Como forma de tratamento dos riscos apresentados, a recomendação das ações aplicáveis seriam :

- utilizar a proposta de adesão, além da inclusão de carências para a cobertura de Morte (por óbito consequente de causas naturais) e para IFPD/ILPD, em função de demanda eventualmente represada;

- buscar o fechamento de negócios onde a idade média seja inferior à constatada na carteira segurada;

- declinar afastados por ordem médica e/ou más condições de saúde, ou aceitar com agravamento;

- estabelecer capitais máximos de acordo com a capacidade de equilíbrio no grupo, limitando as importâncias em risco de forma linear ou escalonada, bem como repassar riscos excedentes por meio de cosseguro e/ou resseguro

- limitar idade para inclusão e/ou de capitais;

- avaliar o impacto da sinistralidade para eventuais riscos em materialização;

- analisar previamente o risco de crédito do Estipulante e, se for o caso, ativar as medidas legais apropriadas contra o Estipulante para o recebimento dos prêmios devidos.
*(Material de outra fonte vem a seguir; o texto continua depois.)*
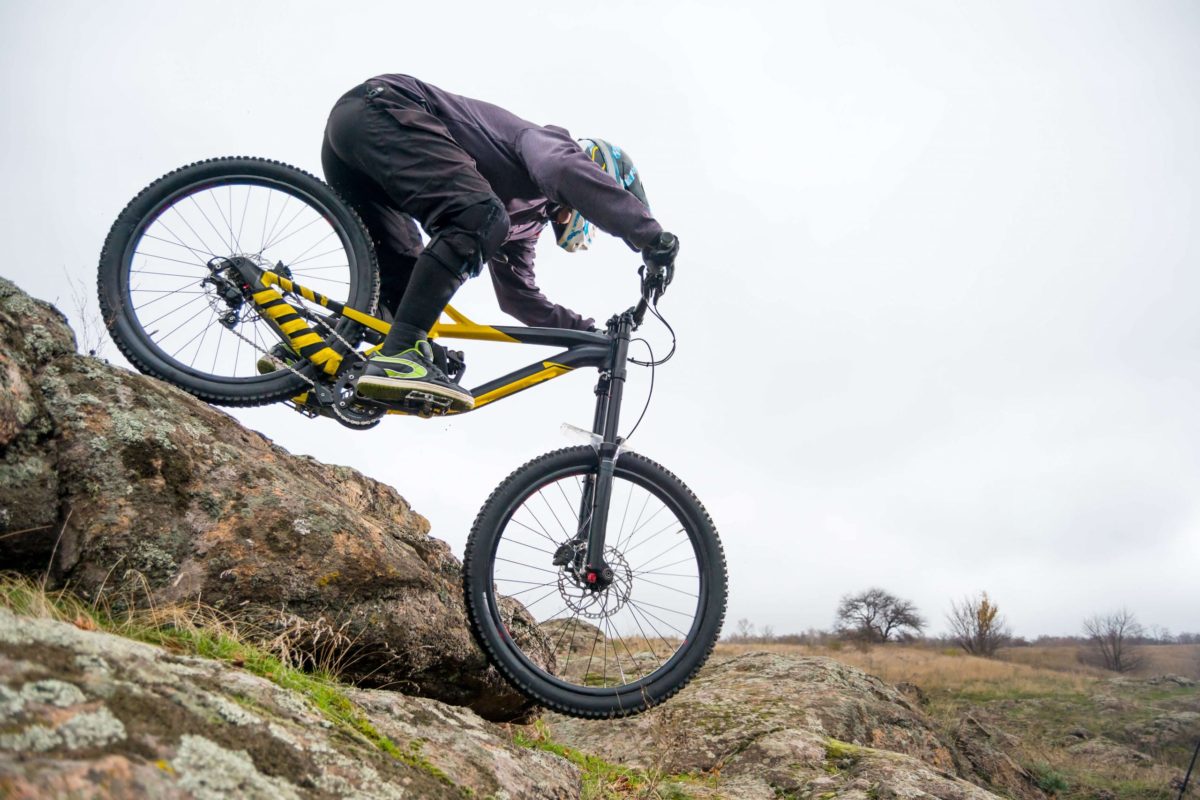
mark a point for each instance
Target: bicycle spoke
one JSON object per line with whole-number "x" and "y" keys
{"x": 661, "y": 530}
{"x": 220, "y": 235}
{"x": 174, "y": 310}
{"x": 531, "y": 547}
{"x": 640, "y": 620}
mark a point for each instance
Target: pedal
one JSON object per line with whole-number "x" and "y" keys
{"x": 451, "y": 362}
{"x": 424, "y": 404}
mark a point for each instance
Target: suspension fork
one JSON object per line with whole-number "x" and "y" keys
{"x": 598, "y": 487}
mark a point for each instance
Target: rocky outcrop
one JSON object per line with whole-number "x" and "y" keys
{"x": 91, "y": 715}
{"x": 772, "y": 725}
{"x": 143, "y": 494}
{"x": 984, "y": 749}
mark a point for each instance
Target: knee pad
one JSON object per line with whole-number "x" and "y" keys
{"x": 469, "y": 238}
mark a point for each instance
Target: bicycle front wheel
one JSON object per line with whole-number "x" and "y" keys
{"x": 595, "y": 654}
{"x": 172, "y": 316}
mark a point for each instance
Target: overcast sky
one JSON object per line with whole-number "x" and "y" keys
{"x": 937, "y": 302}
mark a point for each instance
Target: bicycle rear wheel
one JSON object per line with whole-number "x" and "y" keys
{"x": 595, "y": 654}
{"x": 172, "y": 322}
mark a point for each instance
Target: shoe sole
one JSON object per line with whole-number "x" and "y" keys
{"x": 395, "y": 389}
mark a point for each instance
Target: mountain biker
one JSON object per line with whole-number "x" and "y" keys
{"x": 484, "y": 184}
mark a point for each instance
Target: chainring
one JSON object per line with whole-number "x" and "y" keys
{"x": 348, "y": 408}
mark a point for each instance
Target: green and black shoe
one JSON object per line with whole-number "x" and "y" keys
{"x": 390, "y": 378}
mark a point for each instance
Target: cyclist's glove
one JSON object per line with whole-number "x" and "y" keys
{"x": 659, "y": 257}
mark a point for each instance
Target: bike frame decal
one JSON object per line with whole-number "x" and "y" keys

Na situação de não haver substituto adequado para a figura do Estipulante no sentido de recolhimento dos prêmios, efetuar o cancelamento da apólice a partir do período de vigência seguinte ao coberto pelo último prêmio pago pelos Segurados;

- instalar salvaguardas em programas de regulação/liquidação, ligando pagamento de prêmios à liberação de sinistros e, se for o caso de aceitação de prêmios além do prazo de vencimento, solicitar do Estipulante e/ou Segurado declaração de que não há conhecimento, da parte destes, de sinistro ocorrido entre a data de vencimento original e a nova data de pagamento;

- reduzir os valores destinados à comercialização;

- revisar constantemente os parâmetros legais aplicáveis à operação e produtos;

- acompanhar por mecanismos internos e externos, os parâmetros financeiros, operacionais, técnicos e atuariais, conforme estabelecidos pelo plano de ação da seguradora e pela legislação aplicável.

Entre os benefícios advindos da aplicação do Gerenciamento de Riscos, podemos destacar:

 - Garantir a homogeneidade saudável no grupo segurado;

 - Evitar a quebra no fluxo de recebíveis, em função de apropriações indébitas;

 - Fazer com que haja um adequado acompanhamento dos riscos, possibilitando ativar medidas de proteção quando necessárias;

 - Permitir uma adequada liquidação de sinistros, evitando pagamentos incorretos e/ou duplicados;

 - Reduzir a sinistralidade;

 - Possibilitar reunir informações suficientes para ajustes técnicos e/ou lançamento de novos produtos;

 - Evitar a aplicação de sanções/multas;

 - Permitir o acesso a maiores fatias de mercado, haja vista o conhecimento do risco;

 - Elevar a rentabilidade da carteira;

 - Auxiliar na formação da poupança nacional.

O enfoque dos processos de gerenciamento de riscos, devem se pautar pela orientação ao processo e pela integração de ações de forma positiva, pró ativa, abrangente, contínua e com base em valor.

Com esta forma de agir, previnem-se grandes erros, evitam-se grandes surpresas e restringem-se as perdas de oportunidades.

Finalizando, cito um grande e conhecido gestor que buscava conhecer profundamente sua atividade e a dimensão da influência das pessoas no mundo: - “Você pode sonhar, criar, desenhar e construir o lugar mais maravilhoso do mundo, mas é preciso gente para fazer do sonho uma realidade.” (Walt Disney)

DILMO BANTIM MOREIRA

Presidente do CVG/SP, Diretor de Relacionamento com o segmento de Pessoas da ANSP, atuário, membro da Comissão Técnica de Produtos de Risco da FENAPREVI, instrutor em seguros de Riscos Pessoais e colunista em mídias securitárias.